Beth Robotham of CMHA on why MHFAs are not a silver bullet but should be part of a wider strategy
In my role as deputy chair of City Mental Health Alliance, some of the important lessons in workplace mental health that businesses share are:
- Awareness sessions only get you so far.
- Available services need to be accessed sooner by employees and their families.
Managers are often a pivotal point of contact, although they can be overloaded and sometimes are worried they’ll say the wrong thing. Manager training and creating a community within workplaces who can confidently discuss mental health conditions, know their boundaries and support people to access the right services can also really help.
MHFA training is sometimes criticised for not being the ‘silver bullet’ of workplace mental health and wellbeing support. For me, that perspective perfectly outlines why evolution of workplace support has been slow, because it suggests there is one perfect solution (spoiler alert: there isn’t). This slows down innovation and creates hesitation in trying new things. No single programme can address all areas of workplace mental health support and every programme needs to have strong governance and oversight.
The reason I take the time to train adult Mental Health First Aiders (in businesses, NHS and the government) is because you see a shift in people’s understanding of how to take better care of themselves and how to support others with a set of skills we don’t receive training for in most environments: listening. The complexity of mental health, our lack of literacy and fear of getting it wrong is stifling. After training, people can see their role and have clarity that they can have an impact by connecting people to services and giving them space to talk. A Mental Health First Aider recently told me that actually they use the non-judgemental listening and communications skills taught on the course in lots of conversations at work, not just those centred on wellbeing.
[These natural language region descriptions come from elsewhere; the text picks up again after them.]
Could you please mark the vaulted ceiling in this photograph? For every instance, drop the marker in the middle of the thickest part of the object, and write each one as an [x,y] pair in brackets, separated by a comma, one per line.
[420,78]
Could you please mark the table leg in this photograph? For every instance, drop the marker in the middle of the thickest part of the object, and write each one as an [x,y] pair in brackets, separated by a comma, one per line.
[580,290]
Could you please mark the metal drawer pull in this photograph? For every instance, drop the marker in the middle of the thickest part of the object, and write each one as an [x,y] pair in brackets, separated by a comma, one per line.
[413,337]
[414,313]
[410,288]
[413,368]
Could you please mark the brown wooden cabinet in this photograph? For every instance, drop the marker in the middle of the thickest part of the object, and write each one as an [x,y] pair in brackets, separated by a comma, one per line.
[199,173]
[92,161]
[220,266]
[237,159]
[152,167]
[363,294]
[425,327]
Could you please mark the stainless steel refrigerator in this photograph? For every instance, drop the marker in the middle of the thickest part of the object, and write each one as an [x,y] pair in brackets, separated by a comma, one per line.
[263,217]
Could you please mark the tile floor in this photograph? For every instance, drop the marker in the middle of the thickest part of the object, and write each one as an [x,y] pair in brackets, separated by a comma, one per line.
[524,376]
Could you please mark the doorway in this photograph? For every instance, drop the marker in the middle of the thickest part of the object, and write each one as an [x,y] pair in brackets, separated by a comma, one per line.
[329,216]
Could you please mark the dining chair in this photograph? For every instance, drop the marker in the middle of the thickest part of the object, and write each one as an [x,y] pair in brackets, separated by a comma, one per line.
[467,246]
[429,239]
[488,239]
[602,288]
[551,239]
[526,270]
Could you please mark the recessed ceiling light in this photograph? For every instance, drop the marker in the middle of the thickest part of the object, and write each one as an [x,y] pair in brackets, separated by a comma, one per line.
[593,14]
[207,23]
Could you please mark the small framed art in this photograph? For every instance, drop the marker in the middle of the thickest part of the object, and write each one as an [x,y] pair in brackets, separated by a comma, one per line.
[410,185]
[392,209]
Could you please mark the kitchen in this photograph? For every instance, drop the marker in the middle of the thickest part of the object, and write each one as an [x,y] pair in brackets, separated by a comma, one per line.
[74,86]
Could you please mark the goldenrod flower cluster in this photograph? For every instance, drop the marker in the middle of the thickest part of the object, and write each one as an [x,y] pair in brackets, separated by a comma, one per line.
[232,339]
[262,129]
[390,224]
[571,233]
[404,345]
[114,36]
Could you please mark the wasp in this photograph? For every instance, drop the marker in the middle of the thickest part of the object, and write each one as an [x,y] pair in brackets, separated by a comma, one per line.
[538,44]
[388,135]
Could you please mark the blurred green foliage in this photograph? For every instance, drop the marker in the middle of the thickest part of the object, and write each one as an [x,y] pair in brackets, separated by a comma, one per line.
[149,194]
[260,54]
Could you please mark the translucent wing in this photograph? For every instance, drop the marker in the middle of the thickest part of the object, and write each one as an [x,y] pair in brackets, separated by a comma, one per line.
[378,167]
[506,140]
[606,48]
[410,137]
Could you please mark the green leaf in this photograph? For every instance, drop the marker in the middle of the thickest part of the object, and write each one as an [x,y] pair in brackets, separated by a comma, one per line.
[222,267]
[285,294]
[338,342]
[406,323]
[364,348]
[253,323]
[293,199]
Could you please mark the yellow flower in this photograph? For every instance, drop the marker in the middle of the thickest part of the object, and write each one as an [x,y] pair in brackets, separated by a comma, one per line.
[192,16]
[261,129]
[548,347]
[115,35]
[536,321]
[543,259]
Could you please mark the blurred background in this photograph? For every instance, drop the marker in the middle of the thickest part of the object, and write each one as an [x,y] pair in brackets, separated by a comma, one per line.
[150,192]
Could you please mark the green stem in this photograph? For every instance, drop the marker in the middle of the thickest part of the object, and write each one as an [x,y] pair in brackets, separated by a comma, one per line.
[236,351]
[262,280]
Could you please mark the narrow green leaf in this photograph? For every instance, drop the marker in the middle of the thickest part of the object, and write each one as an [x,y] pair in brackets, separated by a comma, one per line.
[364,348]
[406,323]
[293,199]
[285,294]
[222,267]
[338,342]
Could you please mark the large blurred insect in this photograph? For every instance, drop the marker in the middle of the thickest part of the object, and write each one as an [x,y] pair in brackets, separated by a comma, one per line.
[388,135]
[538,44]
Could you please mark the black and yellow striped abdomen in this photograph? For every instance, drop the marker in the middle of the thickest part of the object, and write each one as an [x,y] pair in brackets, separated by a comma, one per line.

MHFA England plan to focus more on workplaces in the next few years and are already delivering refresher courses and resources to help employers increase MHFAiders implementation and ongoing management. Their focus on new products and adding to the research base will help evolve the programme to continue to have the same impact as workplace needs develop and mature.
Ultimately business solutions need to be tailored to their own needs and culture. We need to shift our thinking to multi-faceted and whole system approaches that have collaborative and complementary programmes, culture and strategy so that they work in harmony and adjust to the changing organisational needs.
The author is Beth Robotham, executive director at Goldman Sachs International in EMEA and deputy-chair of City Mental Health Alliance.